Today I had the chance to talk to Todd Mozer, CEO of speech recognition technology developer Sensory Inc. In the past 15 years, about 60 million products have shipped with its chips and software embedded. These include everything from in-car voice command systems to Bluetooth headsets to voice controlled toys.
The company’s next big area of growth, according to Mozer, lies in speech controlled Internet devices (SCIDs). This essentially means the many consumer electronics products that surround us, and some yet to be marketed, which are Internet connected and speech enabled.
This is expected to be a big growth area if you look at the increasing saturation of wireless broadband (4G rollouts, etc.) that is tied to competition among wireless carriers. A product of this (and Wi-Fi saturation) will be more connected devices. Intel in fact predicts there will be 15 billion connected devices by 2015.
Raise Your Voice
This includes everything from coffee makers to shoehorns (kidding, only sort of).

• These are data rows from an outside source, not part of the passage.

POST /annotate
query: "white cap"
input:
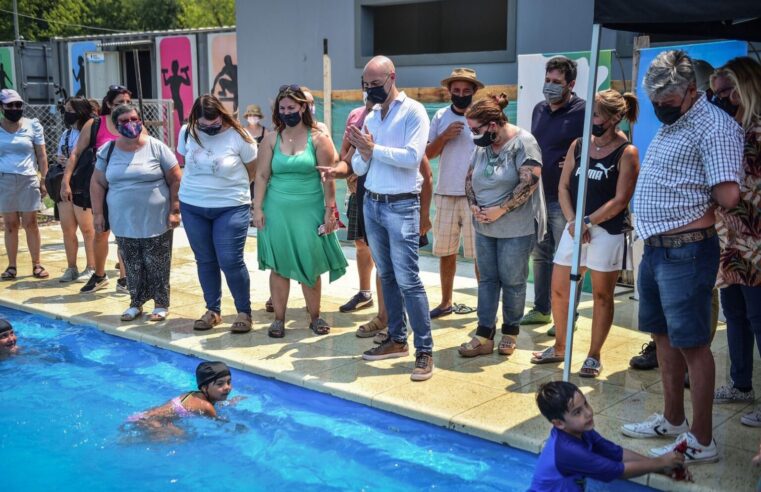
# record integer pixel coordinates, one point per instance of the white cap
(9, 96)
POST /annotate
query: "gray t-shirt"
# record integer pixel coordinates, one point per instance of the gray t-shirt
(496, 175)
(138, 194)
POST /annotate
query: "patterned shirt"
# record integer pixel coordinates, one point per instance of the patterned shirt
(683, 162)
(740, 227)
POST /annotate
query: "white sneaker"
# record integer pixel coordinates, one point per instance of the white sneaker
(655, 426)
(85, 275)
(729, 394)
(752, 419)
(695, 453)
(69, 275)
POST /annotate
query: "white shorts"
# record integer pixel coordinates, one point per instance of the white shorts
(603, 253)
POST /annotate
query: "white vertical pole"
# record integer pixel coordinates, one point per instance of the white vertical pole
(581, 196)
(327, 94)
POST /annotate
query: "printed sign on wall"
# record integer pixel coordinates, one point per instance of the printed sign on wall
(531, 70)
(178, 74)
(223, 69)
(77, 84)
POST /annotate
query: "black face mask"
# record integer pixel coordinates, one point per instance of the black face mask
(291, 119)
(486, 139)
(462, 102)
(377, 95)
(725, 105)
(211, 130)
(70, 118)
(13, 115)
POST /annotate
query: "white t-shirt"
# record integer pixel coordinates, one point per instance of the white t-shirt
(455, 156)
(214, 174)
(64, 149)
(17, 149)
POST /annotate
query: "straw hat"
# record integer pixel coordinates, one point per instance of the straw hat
(253, 110)
(464, 74)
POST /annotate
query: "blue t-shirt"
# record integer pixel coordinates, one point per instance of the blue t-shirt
(567, 461)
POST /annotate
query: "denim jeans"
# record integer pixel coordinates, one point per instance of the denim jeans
(217, 237)
(675, 287)
(503, 266)
(393, 234)
(543, 254)
(742, 308)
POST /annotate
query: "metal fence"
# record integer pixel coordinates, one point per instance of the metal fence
(158, 118)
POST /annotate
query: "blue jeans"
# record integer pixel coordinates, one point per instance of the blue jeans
(675, 286)
(502, 265)
(217, 237)
(742, 308)
(393, 234)
(543, 254)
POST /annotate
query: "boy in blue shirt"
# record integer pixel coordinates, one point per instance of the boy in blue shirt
(575, 451)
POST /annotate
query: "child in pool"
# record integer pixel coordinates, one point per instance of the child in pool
(8, 344)
(214, 385)
(575, 451)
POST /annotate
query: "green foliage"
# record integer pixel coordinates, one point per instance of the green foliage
(59, 16)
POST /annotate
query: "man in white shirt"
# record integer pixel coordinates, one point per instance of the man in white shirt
(389, 148)
(450, 139)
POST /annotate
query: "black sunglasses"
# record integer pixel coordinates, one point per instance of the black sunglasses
(291, 87)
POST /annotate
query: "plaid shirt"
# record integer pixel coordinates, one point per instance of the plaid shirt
(683, 162)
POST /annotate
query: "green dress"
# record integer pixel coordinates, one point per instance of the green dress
(294, 207)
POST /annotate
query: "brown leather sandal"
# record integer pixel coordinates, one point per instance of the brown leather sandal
(242, 323)
(371, 328)
(209, 320)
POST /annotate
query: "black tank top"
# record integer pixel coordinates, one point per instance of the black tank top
(601, 186)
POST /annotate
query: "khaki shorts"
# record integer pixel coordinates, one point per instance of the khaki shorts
(453, 220)
(19, 193)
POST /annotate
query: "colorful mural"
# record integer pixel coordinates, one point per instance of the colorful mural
(223, 68)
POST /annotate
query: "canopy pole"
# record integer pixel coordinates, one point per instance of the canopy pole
(581, 199)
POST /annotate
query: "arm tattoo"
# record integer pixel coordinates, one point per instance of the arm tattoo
(523, 190)
(469, 193)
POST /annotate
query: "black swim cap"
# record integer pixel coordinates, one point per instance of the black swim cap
(208, 372)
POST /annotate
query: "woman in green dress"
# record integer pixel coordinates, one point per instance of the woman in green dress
(294, 209)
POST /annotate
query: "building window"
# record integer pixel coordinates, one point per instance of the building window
(437, 32)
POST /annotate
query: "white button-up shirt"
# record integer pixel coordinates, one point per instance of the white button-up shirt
(400, 139)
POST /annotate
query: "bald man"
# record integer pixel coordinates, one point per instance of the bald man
(389, 148)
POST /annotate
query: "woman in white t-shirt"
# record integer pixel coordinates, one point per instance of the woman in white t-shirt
(22, 154)
(77, 112)
(215, 202)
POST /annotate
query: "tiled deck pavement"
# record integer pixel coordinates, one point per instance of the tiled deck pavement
(490, 397)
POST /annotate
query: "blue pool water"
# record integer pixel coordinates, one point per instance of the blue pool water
(70, 389)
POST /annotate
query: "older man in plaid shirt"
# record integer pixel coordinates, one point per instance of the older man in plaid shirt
(693, 164)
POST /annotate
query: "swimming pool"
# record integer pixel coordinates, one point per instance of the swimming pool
(65, 396)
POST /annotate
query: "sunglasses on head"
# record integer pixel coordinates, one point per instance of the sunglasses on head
(291, 87)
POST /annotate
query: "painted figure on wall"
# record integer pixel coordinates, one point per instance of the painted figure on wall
(175, 83)
(3, 77)
(80, 77)
(227, 78)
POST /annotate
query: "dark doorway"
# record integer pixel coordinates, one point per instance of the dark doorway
(146, 72)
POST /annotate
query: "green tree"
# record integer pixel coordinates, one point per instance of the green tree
(206, 13)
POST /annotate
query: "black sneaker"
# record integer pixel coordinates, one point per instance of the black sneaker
(96, 282)
(359, 301)
(647, 358)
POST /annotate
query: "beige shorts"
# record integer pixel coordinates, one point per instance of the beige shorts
(453, 221)
(19, 193)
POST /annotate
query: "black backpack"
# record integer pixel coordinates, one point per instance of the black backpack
(80, 178)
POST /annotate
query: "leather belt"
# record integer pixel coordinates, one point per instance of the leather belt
(680, 239)
(380, 197)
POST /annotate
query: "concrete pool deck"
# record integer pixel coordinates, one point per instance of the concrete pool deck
(489, 396)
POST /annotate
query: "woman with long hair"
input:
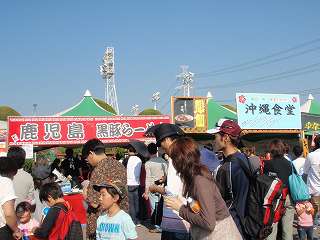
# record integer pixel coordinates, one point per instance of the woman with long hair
(206, 211)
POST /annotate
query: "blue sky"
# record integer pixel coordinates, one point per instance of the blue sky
(50, 51)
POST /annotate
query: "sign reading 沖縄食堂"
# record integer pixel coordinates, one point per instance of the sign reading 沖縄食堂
(268, 111)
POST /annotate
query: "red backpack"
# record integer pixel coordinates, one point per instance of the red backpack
(265, 203)
(67, 227)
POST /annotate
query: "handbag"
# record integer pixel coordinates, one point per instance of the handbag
(298, 189)
(224, 229)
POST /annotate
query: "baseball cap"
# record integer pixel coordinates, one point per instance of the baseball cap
(163, 130)
(228, 127)
(117, 185)
(41, 172)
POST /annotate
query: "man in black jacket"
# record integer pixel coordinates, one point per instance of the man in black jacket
(234, 192)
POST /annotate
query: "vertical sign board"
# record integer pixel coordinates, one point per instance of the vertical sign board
(190, 113)
(268, 111)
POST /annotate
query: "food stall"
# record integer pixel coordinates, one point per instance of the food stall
(264, 117)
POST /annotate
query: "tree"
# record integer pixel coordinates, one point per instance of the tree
(6, 111)
(150, 111)
(104, 105)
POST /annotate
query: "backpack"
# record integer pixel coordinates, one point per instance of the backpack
(265, 202)
(298, 189)
(70, 228)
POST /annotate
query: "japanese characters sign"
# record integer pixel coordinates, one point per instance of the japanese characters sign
(190, 113)
(77, 130)
(310, 122)
(268, 111)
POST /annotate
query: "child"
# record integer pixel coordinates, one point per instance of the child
(53, 226)
(305, 213)
(26, 222)
(114, 224)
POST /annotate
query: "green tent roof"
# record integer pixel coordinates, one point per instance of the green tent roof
(86, 107)
(217, 112)
(314, 108)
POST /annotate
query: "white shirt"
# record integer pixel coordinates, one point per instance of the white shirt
(171, 221)
(133, 171)
(312, 169)
(23, 186)
(299, 165)
(6, 194)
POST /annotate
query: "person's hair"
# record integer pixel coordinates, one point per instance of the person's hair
(23, 207)
(69, 152)
(8, 167)
(152, 148)
(317, 142)
(17, 154)
(41, 161)
(165, 156)
(185, 156)
(297, 150)
(94, 145)
(277, 148)
(113, 192)
(50, 190)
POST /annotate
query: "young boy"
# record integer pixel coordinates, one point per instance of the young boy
(114, 223)
(53, 226)
(305, 213)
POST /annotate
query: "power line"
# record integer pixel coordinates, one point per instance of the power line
(168, 101)
(261, 64)
(263, 58)
(266, 78)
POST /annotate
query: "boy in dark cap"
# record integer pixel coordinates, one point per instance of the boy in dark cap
(173, 226)
(227, 139)
(113, 223)
(103, 168)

The reason this is interesting to Sensory is that many of these devices don’t fit our typical view of what makes an Internet connected device (read: keyboard and screen). Voice then becomes a logical input mechanism.
One example Mozer showed me was a clock that is completely speech enabled, including setting and telling the time, current weather and other localized variables. In this case, the voice recognition chip exists at the client level to perform a certain set of functions — nothing new.
But when networked to a server side speech processing engine, a much broader set of possibilities emerge. The same clock now becomes able to tell you the weather in Paris or the closest theater where “The Hangover” is playing. The connectivity also opens the possibility for ad support. This relies on more audio content (ads) but Google is moving in that direction, as we’ve argued, with Google Voice and other efforts.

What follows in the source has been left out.